Susan Neiman, autora de 'A Esquerda Não É Woke' - Persuasão no YouTube/Reprodução

Na ocasião, comentei como, apesar de haver sido sobrevivente de um dos maiores e mais terríveis crimes já cometidos e de reconhecer a fragilidade da razão ante o terror e a violência extrema —como ele bem descreve em "Nos Limites da Mente: Contemplações e Realidades de um Sobrevivente de Auschwitz" (1966)—, Améry também reconhece que, embora frágil, a razão permanece sendo a única defesa que possuímos contra a desumanização do homem pelo seu semelhante.

É justamente esse apelo à razão enquanto ferramenta de autocrítica, ou seja, enquanto algo que nos permite questionar os preconceitos da nossa época e vislumbrar qualquer possibilidade de progresso moral —tal qual almejavam alguns dos principais representantes do Iluminismo— que faz Susan Neiman recorrer a Améry em sua tentativa de analisar o que está em jogo quando insistimos em confundir ser de esquerda com ser "woke".

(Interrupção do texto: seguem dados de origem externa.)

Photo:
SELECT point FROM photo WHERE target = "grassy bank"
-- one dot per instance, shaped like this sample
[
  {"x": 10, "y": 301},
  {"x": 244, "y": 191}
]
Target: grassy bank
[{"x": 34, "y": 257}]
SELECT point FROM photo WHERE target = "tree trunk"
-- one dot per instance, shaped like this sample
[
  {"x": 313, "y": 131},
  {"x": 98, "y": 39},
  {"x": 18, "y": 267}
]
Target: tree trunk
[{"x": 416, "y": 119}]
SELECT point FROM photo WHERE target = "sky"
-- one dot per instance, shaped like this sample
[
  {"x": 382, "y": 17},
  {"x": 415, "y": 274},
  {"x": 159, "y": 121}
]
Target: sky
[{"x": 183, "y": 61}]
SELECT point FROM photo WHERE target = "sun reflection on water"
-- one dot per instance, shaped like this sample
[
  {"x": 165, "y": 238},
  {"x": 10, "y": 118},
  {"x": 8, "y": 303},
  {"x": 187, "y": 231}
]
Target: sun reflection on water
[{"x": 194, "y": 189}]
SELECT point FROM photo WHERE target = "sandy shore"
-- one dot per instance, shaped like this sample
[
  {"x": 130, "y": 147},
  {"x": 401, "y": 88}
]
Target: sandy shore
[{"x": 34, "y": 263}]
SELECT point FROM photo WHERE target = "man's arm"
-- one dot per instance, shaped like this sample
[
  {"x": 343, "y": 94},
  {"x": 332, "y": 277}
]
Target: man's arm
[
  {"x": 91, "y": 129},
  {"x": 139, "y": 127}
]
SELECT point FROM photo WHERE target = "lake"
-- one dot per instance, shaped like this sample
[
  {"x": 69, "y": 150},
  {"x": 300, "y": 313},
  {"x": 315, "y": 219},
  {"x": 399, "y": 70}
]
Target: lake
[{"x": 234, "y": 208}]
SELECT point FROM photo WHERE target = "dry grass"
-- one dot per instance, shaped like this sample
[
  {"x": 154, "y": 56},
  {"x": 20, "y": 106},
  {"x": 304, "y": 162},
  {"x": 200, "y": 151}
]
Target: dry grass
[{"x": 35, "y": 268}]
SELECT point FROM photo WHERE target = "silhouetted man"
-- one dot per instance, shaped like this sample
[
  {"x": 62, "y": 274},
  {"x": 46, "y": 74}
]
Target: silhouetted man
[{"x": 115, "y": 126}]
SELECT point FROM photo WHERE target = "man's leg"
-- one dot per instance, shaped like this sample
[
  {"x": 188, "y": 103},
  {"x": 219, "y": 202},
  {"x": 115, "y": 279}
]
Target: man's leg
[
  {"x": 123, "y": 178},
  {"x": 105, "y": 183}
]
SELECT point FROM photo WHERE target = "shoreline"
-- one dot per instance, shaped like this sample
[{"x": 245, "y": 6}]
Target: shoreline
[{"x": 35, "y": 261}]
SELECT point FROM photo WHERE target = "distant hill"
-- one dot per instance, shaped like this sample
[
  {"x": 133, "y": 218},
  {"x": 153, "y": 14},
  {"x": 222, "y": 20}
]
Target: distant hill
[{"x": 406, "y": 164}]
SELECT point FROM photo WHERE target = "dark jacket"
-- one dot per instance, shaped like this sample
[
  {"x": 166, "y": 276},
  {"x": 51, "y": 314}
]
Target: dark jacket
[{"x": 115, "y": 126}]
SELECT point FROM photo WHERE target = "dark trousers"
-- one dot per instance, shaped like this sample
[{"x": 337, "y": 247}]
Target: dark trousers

Segundo Neiman, a esquerda tem inspiração iluminista, sendo caracterizada pelo compromisso com o universalismo em detrimento do tribalismo, pela distinção clara entre justiça e poder, bem como pela crença na possibilidade de progresso.

Já os movimentos "woke" seriam, de acordo com a filósofa, fenômenos amorfos, guiados por emoções tradicionalmente de esquerda que, infelizmente, acabariam sendo enfraquecidas ou até mesmo deturpadas por pressupostos teóricos de inspiração contrailuminista ou até mesmo reacionária.

Para Neiman, que se identifica como uma pessoa de esquerda, não há, obviamente, nada de errado em se estar atento a sinais de injustiça e discriminação. Nesse sentido, ela reconhece que os movimentos "woke" merecem ser elogiados por nos trazerem a reflexão de que, mesmo para algumas pessoas genuinamente universalistas, muito daquilo que elas consideravam como sendo universal costumava, em realidade, ter uma cor, um gênero e uma orientação sexual determinada.

O problema, no entanto, é que, para Neiman, do mesmo modo que os movimentos "woke" nos chamam a atenção para certas injustiças que precisam ser combatidas, eles também tendem a reduzir a complexidade da nossa experiência de mundo, nos dando a sensação, entre outras coisas, de que a identidade de pessoas marginalizadas pode ser reduzida ao prisma de sua marginalização, de que toda história é inevitavelmente criminosa e de que o foco em uma diferença de poder seria mais importante que a discussão sobre o conceito de justiça.

Aqui, uma mais vez, Jean Améry desponta como uma das principais referências da autora. A ênfase de Améry em um racionalismo crítico, guiado não pela teoria ou pela abstração, mas pelo diálogo da razão com o mundo, faz com que ele, segundo Neiman, se contraponha a pensadores como Michel Foucault, Theodor Adorno, Martin Heidegger ou até mesmo Carl Schmitt, tidos pela filósofa como inspiradores daqueles que se dizem "woke".

Em seu livro, Neiman critica cada um desses filósofos levando em consideração as suas particularidades, mas, de modo geral, as suas críticas remetem à defesa que Améry faz do Iluminismo enquanto filosofia perene, ou seja, enquanto uma espécie de "diálogo esclarecedor e constante que somos obrigados a manter conosco e com os outros".

Tanto para Neiman quanto para Améry, precisamos estar atentos para como e por que o Iluminismo é criticado ou até mesmo atacado por cada um desses filósofos. Para isso, precisamos confrontar os seus textos, o que nem sempre é uma tarefa simples para um público leigo, já que muito do que foi escrito por esses autores não é claro, sendo, portanto, de difícil compreensão até mesmo para especialistas.

A clareza é, no entanto, segundo Neiman, justamente o critério que permite que o Iluminismo estabeleça as condições para que a razão possa em alguma medida ser exercitada por todos. Afinal, é a clareza que nos permite vislumbrar, por conta própria e sem a ajuda de intermediários, as intenções de quem escreve, possibilitando tanto o diálogo ao qual se refere Améry quanto a autocrítica.

Recomendo vivamente a leitura de "A Esquerda Não É Woke", bem como a palestra de Susan Neiman sobre Jean Améry, para todos aqueles que se importam com os rumos da esquerda. Ninguém precisa concordar com tudo o que é dito pela filósofa, mas vale a pena aceitar o seu convite à reflexão.

Em tempo: a filósofa Susan Neiman estará em São Paulo para o lançamento de "A Esquerda Não É Woke". O evento, com a presença de Neiman e Luiz Felipe Pondé, acontecerá na PUC-SP em 26 de março, às 9h30.